High-performance computing firm SGI has announced plans to update its modular data centre offering, allowing customers to mix and match its hardware.
The firm's Ice Cube modularised datacentre offers racks of equipment encased in a standard 20ft or 40ft shipping container.
Previous incarnations of the Ice Cube would allow it to hold only one particular class of SGI hardware, but customers can now deploy a combination of SGI's offerings within a single container.
Speaking exclusively to V3.co.uk, Bill Mannel, senior director of server product marketing at SGI, said that the new "hybrid" Ice Cube offers a mix of SGI products that can be deployed, and provides greater control over power and cooling costs.
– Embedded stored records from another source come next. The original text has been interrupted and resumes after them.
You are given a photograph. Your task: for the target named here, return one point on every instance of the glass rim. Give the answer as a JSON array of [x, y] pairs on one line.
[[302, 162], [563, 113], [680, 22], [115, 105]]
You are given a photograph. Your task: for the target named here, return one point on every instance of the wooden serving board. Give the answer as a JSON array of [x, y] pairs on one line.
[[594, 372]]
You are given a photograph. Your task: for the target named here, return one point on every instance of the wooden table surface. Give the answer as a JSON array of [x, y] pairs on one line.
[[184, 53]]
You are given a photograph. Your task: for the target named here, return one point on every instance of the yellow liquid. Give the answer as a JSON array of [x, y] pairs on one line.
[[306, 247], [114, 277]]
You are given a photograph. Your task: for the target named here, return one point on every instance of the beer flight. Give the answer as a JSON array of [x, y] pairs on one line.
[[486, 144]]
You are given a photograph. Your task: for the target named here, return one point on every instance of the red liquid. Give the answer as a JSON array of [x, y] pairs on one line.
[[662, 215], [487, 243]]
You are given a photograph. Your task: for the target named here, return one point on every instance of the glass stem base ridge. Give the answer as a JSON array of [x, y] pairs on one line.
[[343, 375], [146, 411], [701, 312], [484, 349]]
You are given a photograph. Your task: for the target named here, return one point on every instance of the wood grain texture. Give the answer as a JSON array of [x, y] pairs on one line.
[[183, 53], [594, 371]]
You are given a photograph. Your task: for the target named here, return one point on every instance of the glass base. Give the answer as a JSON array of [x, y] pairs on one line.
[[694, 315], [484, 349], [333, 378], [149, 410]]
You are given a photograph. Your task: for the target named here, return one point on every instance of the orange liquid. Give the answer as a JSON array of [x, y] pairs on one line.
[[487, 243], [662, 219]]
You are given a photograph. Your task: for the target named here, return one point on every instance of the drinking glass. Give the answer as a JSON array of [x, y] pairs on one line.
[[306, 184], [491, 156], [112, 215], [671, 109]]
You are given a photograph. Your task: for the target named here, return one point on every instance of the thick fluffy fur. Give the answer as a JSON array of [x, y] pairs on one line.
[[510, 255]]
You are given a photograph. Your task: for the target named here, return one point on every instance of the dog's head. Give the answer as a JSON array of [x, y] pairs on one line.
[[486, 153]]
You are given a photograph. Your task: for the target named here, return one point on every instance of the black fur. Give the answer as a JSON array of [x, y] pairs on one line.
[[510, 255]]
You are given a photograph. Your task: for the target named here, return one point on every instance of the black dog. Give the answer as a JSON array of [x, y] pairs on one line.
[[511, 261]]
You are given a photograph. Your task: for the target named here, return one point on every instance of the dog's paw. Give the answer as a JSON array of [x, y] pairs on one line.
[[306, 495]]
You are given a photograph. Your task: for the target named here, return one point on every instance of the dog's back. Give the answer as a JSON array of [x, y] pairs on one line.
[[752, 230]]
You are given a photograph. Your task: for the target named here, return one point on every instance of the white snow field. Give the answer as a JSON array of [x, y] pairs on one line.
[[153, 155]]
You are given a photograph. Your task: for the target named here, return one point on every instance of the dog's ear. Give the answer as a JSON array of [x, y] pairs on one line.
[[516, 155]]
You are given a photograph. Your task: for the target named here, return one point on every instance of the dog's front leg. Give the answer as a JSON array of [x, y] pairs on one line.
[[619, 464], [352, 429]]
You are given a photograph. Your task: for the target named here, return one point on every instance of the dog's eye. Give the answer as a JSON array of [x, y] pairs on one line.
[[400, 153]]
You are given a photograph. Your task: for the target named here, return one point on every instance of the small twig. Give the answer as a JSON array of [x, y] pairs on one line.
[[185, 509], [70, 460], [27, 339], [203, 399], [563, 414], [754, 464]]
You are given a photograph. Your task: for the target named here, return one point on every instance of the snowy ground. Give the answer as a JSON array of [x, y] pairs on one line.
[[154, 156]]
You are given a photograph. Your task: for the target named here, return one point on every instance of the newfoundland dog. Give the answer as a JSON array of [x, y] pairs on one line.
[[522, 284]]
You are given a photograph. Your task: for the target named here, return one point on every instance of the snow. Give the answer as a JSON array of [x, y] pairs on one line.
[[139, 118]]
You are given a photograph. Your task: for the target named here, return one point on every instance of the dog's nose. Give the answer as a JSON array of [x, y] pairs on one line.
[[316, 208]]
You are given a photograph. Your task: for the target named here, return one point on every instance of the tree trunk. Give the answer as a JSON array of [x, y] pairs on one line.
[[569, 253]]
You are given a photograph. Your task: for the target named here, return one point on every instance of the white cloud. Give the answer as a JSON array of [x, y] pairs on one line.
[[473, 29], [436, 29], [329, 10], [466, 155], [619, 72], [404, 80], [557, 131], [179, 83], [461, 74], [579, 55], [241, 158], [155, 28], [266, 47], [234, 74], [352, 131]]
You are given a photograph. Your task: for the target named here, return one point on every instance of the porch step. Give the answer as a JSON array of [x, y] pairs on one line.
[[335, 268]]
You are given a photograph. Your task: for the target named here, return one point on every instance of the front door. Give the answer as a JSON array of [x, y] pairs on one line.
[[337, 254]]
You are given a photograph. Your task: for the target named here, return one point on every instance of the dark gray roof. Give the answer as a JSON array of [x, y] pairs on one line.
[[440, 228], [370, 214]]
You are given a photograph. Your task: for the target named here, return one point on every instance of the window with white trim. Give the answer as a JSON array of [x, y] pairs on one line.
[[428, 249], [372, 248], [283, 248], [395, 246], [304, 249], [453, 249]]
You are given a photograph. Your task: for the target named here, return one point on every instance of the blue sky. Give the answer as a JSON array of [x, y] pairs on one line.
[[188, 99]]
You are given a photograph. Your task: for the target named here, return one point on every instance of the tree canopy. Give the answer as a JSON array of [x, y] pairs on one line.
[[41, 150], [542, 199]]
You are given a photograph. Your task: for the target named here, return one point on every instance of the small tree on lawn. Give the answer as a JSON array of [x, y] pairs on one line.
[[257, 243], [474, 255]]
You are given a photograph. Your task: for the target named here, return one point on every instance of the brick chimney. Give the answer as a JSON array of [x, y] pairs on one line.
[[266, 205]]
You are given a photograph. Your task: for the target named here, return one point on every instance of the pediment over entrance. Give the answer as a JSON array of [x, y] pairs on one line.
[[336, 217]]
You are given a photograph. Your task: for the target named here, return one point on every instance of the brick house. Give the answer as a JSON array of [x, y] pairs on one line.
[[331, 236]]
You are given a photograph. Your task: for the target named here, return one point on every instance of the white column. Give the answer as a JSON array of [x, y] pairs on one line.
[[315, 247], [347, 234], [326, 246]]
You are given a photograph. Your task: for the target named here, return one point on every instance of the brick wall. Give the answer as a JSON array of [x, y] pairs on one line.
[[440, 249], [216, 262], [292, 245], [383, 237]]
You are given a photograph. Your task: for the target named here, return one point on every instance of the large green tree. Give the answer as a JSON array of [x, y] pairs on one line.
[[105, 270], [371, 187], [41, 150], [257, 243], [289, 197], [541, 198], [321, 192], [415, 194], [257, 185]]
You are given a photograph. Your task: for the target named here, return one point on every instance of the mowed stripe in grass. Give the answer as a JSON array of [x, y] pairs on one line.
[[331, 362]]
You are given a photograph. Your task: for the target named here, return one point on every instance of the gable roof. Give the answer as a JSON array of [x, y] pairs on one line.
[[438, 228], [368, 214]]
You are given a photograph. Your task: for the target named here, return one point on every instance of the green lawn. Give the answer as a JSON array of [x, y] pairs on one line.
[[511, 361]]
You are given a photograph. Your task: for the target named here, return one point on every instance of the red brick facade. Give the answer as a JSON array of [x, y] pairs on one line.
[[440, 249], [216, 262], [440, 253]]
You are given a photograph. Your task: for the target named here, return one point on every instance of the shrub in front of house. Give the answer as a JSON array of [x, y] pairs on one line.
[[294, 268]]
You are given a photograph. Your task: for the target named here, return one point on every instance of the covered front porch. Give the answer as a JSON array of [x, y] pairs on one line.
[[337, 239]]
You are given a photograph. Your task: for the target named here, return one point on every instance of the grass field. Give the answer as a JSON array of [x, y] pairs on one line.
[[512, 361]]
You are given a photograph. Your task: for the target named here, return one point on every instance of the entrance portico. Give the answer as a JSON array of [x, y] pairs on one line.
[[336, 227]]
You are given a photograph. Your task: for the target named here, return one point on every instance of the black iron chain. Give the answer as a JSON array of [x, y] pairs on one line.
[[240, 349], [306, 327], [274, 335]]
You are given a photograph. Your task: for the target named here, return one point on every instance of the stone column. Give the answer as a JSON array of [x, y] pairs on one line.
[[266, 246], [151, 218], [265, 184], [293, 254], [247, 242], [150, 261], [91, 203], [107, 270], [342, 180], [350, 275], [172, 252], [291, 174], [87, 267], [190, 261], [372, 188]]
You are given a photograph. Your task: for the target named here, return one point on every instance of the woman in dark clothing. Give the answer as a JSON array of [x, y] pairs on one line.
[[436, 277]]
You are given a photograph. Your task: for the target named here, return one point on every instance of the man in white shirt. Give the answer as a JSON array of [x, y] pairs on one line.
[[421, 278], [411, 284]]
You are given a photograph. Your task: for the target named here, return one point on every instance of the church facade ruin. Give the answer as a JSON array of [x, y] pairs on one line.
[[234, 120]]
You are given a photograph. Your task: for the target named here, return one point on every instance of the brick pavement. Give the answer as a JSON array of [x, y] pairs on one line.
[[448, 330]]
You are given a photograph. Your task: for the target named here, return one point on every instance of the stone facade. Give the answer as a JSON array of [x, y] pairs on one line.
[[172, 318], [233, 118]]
Mannel claimed that the ability to use air cooling means that customers can install the containers in remote locations to maximise the use of lower ambient temperatures and decrease the reliance on electrical cooling solutions such as air conditioning.
The containers are, for the most part, designed to work autonomously with remote monitoring. Mannel said that the technology offers the possibility to lower data centre costs and use old buildings as datacentres simply by "dropping containers" into them.
Modular data centres have seen renewed interest as companies reinvest in infrastructure, something to which Mannel alluded.
Openly admitting that its first Ice Cube offering had "low traction", Mannel claimed that SGI is "doing well" with its latest product, and that giving customers greater autonomy in where data centres are located is a big selling point for the firm.
SGI hopes that that its Altix UV and Ice Cube products help it regain the position it once held in the high-performance computing industry.